Au-delà de l’enjeu culturel, ce projet ouvre de vraies perspectives pour les acteurs du BTP et de l’artisanat : interventions fines en site occupé, mise en conformité réglementaire, travaux de restauration délicats et solutions paysagères sobres en eau. Une opération exigeante où qualité d’exécution, sobriété carbone et respect du bâti ancien feront la différence.
Un concours de maîtrise d’œuvre sous le signe du patrimoine et de la sobriété
Le musée a opté pour une procédure sélective afin de garantir un haut niveau de conception et de contrôle patrimonial. Les cinq équipes finalistes associent maîtrise d’œuvre contemporaine et expertise en conservation, avec l’appui de paysagistes rompus aux sites sensibles. Le jury attend des propositions lisibles, réversibles et parfaitement intégrées au caractère de l’Hôtel Salé.

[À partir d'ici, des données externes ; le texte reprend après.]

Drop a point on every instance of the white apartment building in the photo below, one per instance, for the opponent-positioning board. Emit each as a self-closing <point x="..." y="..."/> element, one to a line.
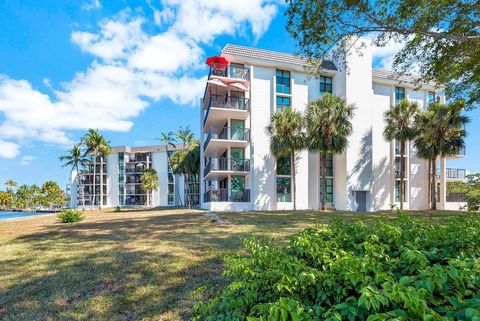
<point x="238" y="171"/>
<point x="121" y="180"/>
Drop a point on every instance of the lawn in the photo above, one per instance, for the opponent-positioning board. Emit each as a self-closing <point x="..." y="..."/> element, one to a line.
<point x="136" y="265"/>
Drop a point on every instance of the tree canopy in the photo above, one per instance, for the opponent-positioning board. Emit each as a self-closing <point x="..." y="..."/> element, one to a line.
<point x="442" y="37"/>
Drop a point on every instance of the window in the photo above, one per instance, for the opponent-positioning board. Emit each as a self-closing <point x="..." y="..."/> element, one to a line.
<point x="325" y="84"/>
<point x="328" y="181"/>
<point x="284" y="192"/>
<point x="432" y="97"/>
<point x="284" y="180"/>
<point x="283" y="102"/>
<point x="283" y="81"/>
<point x="399" y="94"/>
<point x="397" y="191"/>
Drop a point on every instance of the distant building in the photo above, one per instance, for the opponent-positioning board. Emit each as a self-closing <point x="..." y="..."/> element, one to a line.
<point x="121" y="180"/>
<point x="238" y="170"/>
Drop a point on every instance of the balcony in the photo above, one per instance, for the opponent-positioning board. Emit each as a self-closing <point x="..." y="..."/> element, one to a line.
<point x="234" y="72"/>
<point x="219" y="139"/>
<point x="456" y="197"/>
<point x="226" y="195"/>
<point x="221" y="107"/>
<point x="456" y="173"/>
<point x="218" y="168"/>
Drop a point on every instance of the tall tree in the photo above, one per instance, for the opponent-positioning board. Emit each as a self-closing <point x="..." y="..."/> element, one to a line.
<point x="186" y="136"/>
<point x="328" y="126"/>
<point x="10" y="184"/>
<point x="441" y="134"/>
<point x="169" y="140"/>
<point x="400" y="126"/>
<point x="149" y="183"/>
<point x="442" y="38"/>
<point x="98" y="147"/>
<point x="187" y="163"/>
<point x="75" y="159"/>
<point x="286" y="139"/>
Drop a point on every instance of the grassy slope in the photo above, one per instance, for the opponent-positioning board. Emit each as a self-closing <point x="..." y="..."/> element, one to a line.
<point x="127" y="266"/>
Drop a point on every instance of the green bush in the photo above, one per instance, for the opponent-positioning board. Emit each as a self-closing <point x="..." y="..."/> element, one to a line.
<point x="387" y="270"/>
<point x="70" y="216"/>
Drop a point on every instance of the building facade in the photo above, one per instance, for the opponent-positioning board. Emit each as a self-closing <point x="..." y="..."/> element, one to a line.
<point x="121" y="184"/>
<point x="239" y="172"/>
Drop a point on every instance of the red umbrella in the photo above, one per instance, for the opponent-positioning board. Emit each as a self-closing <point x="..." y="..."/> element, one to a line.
<point x="217" y="61"/>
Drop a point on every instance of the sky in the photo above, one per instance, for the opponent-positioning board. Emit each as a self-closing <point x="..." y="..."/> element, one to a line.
<point x="131" y="69"/>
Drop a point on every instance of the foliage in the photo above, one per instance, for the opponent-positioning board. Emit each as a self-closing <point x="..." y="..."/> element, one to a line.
<point x="473" y="199"/>
<point x="400" y="127"/>
<point x="98" y="147"/>
<point x="441" y="133"/>
<point x="442" y="38"/>
<point x="328" y="126"/>
<point x="348" y="270"/>
<point x="70" y="216"/>
<point x="76" y="159"/>
<point x="287" y="138"/>
<point x="149" y="183"/>
<point x="52" y="194"/>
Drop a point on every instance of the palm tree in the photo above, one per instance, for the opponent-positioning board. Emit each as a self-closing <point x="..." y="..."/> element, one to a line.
<point x="5" y="198"/>
<point x="441" y="133"/>
<point x="169" y="140"/>
<point x="287" y="138"/>
<point x="76" y="159"/>
<point x="98" y="147"/>
<point x="328" y="125"/>
<point x="149" y="183"/>
<point x="187" y="137"/>
<point x="187" y="163"/>
<point x="10" y="186"/>
<point x="400" y="126"/>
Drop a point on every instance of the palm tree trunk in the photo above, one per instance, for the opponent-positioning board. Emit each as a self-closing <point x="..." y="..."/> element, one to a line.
<point x="429" y="181"/>
<point x="94" y="181"/>
<point x="100" y="202"/>
<point x="434" y="185"/>
<point x="402" y="174"/>
<point x="294" y="187"/>
<point x="323" y="171"/>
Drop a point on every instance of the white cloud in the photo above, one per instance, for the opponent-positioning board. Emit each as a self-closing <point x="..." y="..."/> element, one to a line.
<point x="94" y="4"/>
<point x="27" y="159"/>
<point x="8" y="149"/>
<point x="131" y="68"/>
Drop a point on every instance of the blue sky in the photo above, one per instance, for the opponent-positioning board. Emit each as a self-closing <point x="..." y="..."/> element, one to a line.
<point x="132" y="69"/>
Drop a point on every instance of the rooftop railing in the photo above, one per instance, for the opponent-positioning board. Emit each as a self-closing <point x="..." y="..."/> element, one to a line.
<point x="227" y="195"/>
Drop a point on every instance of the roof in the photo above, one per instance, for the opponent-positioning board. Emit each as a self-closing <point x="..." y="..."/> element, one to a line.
<point x="249" y="52"/>
<point x="391" y="75"/>
<point x="145" y="149"/>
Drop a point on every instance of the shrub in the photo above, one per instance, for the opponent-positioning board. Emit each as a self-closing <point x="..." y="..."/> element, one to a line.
<point x="386" y="270"/>
<point x="70" y="216"/>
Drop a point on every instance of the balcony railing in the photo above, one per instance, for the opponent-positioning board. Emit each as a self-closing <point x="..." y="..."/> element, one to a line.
<point x="456" y="197"/>
<point x="236" y="72"/>
<point x="227" y="164"/>
<point x="226" y="195"/>
<point x="227" y="133"/>
<point x="227" y="102"/>
<point x="456" y="173"/>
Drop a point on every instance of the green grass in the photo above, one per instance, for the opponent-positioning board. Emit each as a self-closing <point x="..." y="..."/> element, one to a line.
<point x="133" y="265"/>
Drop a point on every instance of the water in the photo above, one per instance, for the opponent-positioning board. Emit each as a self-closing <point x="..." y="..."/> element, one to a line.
<point x="8" y="215"/>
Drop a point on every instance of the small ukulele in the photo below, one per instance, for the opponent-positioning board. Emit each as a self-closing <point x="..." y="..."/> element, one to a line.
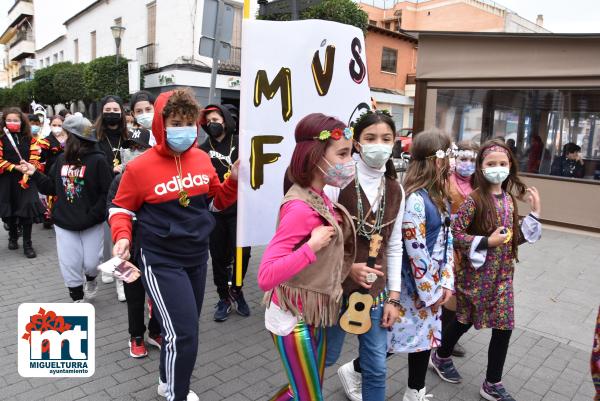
<point x="357" y="318"/>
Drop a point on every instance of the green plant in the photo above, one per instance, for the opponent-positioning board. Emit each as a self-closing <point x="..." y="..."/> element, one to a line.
<point x="69" y="84"/>
<point x="43" y="83"/>
<point x="22" y="94"/>
<point x="343" y="11"/>
<point x="103" y="76"/>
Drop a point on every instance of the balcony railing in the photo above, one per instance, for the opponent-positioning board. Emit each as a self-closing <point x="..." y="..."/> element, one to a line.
<point x="23" y="35"/>
<point x="234" y="62"/>
<point x="147" y="57"/>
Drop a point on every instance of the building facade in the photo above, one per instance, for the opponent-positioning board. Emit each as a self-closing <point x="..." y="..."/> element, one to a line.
<point x="162" y="35"/>
<point x="19" y="43"/>
<point x="392" y="49"/>
<point x="550" y="98"/>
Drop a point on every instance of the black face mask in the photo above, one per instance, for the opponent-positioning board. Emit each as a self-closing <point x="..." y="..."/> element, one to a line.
<point x="111" y="118"/>
<point x="215" y="130"/>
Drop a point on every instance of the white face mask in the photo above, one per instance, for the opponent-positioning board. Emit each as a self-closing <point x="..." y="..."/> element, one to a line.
<point x="496" y="175"/>
<point x="145" y="120"/>
<point x="375" y="155"/>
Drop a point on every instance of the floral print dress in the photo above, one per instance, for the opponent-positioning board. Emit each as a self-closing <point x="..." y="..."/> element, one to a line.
<point x="420" y="328"/>
<point x="484" y="290"/>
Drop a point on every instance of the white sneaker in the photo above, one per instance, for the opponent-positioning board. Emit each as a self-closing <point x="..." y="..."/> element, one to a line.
<point x="107" y="278"/>
<point x="414" y="395"/>
<point x="90" y="289"/>
<point x="120" y="291"/>
<point x="162" y="391"/>
<point x="351" y="381"/>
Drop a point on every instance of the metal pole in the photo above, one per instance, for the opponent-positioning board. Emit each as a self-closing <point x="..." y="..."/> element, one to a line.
<point x="294" y="9"/>
<point x="215" y="55"/>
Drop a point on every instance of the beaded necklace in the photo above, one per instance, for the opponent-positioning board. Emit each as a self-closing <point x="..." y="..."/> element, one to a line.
<point x="364" y="228"/>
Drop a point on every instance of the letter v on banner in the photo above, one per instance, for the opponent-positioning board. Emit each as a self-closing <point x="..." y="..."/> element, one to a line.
<point x="300" y="63"/>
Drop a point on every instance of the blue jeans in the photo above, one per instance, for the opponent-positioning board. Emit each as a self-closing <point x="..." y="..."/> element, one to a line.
<point x="372" y="352"/>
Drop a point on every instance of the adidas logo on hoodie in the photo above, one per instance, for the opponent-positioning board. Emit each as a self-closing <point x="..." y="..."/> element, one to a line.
<point x="176" y="185"/>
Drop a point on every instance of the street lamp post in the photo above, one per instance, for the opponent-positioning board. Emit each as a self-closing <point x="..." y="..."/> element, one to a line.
<point x="117" y="31"/>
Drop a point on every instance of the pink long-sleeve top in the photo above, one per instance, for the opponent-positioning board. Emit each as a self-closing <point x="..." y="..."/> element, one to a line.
<point x="280" y="262"/>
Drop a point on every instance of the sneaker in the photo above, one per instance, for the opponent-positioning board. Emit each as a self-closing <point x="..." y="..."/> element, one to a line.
<point x="459" y="351"/>
<point x="241" y="306"/>
<point x="107" y="278"/>
<point x="494" y="392"/>
<point x="417" y="395"/>
<point x="162" y="391"/>
<point x="445" y="368"/>
<point x="223" y="310"/>
<point x="155" y="340"/>
<point x="120" y="291"/>
<point x="29" y="252"/>
<point x="137" y="348"/>
<point x="351" y="381"/>
<point x="90" y="289"/>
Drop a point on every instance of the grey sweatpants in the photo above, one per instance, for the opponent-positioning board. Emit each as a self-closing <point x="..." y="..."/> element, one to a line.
<point x="79" y="253"/>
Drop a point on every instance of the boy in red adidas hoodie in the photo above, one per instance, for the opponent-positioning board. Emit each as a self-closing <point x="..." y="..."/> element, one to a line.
<point x="169" y="189"/>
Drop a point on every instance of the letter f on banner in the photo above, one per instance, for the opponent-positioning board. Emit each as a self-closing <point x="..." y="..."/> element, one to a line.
<point x="283" y="81"/>
<point x="258" y="158"/>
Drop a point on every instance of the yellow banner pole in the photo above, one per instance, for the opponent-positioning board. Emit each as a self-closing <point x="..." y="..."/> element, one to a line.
<point x="238" y="251"/>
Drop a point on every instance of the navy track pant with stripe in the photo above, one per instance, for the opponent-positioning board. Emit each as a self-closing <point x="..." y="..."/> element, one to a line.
<point x="177" y="294"/>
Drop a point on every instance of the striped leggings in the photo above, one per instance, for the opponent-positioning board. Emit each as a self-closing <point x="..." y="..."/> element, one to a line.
<point x="303" y="355"/>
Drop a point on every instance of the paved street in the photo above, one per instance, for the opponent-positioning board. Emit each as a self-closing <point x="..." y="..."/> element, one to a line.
<point x="557" y="294"/>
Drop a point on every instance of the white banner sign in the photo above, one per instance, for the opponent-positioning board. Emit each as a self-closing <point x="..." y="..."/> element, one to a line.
<point x="289" y="70"/>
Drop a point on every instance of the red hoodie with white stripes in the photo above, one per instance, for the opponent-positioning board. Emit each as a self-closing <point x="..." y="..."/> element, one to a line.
<point x="170" y="234"/>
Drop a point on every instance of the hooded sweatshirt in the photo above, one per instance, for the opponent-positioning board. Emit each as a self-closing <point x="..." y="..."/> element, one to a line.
<point x="80" y="190"/>
<point x="170" y="234"/>
<point x="225" y="153"/>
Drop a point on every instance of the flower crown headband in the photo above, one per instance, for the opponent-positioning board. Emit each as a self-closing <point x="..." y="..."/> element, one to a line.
<point x="369" y="112"/>
<point x="494" y="148"/>
<point x="336" y="134"/>
<point x="466" y="153"/>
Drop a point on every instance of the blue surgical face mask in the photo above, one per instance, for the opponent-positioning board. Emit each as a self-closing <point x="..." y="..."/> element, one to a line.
<point x="465" y="168"/>
<point x="181" y="139"/>
<point x="496" y="175"/>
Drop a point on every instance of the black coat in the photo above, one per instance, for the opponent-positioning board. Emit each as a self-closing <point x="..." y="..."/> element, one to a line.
<point x="80" y="190"/>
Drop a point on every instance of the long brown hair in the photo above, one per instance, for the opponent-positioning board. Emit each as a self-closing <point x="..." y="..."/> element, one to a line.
<point x="25" y="126"/>
<point x="423" y="171"/>
<point x="484" y="221"/>
<point x="309" y="150"/>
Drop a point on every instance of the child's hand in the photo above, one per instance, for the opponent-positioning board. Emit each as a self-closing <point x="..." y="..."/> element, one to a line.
<point x="497" y="238"/>
<point x="320" y="237"/>
<point x="359" y="271"/>
<point x="235" y="168"/>
<point x="121" y="249"/>
<point x="26" y="168"/>
<point x="533" y="198"/>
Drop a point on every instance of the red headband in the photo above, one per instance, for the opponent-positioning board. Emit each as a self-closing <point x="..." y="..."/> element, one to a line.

La feuille de route met l’accent sur des interventions frugales et précises : désencombrer, clarifier les circulations, renforcer l’accessibilité universelle, apaiser les flux, et offrir un jardin élargi, à la fois lieu de respiration et prolongement du parcours muséal. Les solutions devront s’appuyer sur des techniques éprouvées et sur un phasage compatible avec un maintien partiel de l’activité.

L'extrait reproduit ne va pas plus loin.